(Reuters) Russian-backed Syrian government forces and their allies recaptured the historic Palmyra citadel, on the city’s western outskirts, from Islamic State fighters on Wednesday, a military media unit run by Hezbollah said.
The Syrian army also seized a modern palatial complex to the southwest, it said, in advances that brought it closer to storming the city and driving back the jihadists.
Islamic State has captured Palmyra, whose ancient ruins are a UNESCO World Heritage Site, twice during Syria’s six-year-old conflict.
The Syrian army and its allies, backed by Russian air support, recaptured the city from the ultra-hardline group in March last year, but Islamic State seized it again in December.
The group has razed ancient monuments during both of its spells in control of Palmyra – destruction the United Nations has condemned as a war crime.
A Syrian military source told Reuters earlier on Wednesday: “The army’s entry to the city will begin very soon.”
The army said it had captured an area known as the “Palmyra triangle” a few kilometers (miles) west of the city after rapid advances in recent days backed by Russian air strikes.
The Syrian Observatory for Human Rights, a Britain-based organization that reports on the war, said government forces were expected to storm Palmyra at “any moment”. Russia has said its aircraft are supporting the army offensive in Palmyra.
Photos published on an Islamic State Telegram account on Wednesday showed the group’s fighters firing at the Syrian army with rockets and a tank.
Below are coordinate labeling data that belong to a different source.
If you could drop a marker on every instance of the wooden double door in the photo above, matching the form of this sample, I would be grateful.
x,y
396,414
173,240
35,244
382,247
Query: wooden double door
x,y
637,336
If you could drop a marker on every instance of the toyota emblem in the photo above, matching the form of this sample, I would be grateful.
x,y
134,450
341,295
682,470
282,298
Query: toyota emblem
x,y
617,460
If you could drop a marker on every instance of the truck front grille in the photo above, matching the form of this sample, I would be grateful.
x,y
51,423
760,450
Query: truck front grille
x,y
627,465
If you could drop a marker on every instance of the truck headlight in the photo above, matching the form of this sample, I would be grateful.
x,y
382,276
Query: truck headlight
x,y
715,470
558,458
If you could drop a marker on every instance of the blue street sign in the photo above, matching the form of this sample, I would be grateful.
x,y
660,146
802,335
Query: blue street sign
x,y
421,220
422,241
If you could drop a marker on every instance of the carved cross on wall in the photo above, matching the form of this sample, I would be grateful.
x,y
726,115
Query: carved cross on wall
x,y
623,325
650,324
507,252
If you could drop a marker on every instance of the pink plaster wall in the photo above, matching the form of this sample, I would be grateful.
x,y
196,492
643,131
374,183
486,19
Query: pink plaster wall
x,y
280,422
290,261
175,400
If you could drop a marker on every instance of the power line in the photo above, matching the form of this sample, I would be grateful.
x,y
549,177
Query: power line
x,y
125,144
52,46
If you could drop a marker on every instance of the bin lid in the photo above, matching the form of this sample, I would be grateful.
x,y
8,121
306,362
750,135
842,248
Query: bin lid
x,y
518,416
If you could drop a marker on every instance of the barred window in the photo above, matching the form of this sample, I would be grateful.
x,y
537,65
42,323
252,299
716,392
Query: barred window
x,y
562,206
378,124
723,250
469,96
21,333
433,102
Reuters could not verify the authenticity of the photos.
Islamic State first captured Palmyra from the government in 2015. During its first period in control of the site, the jihadists destroyed monuments including a 1,800-year-old monumental arch.
Most recently, Islamic State has razed the landmark Tetrapylon and the facade of Palmyra’s Roman Theater. Palmyra, known in Arabic as Tadmur, stood at the crossroads of the ancient world.
The government and its allies lost Palmyra as they focused on defeating Syrian rebel groups in eastern Aleppo. The rebel groups were driven from eastern Aleppo in December, the government’s biggest victory of the war.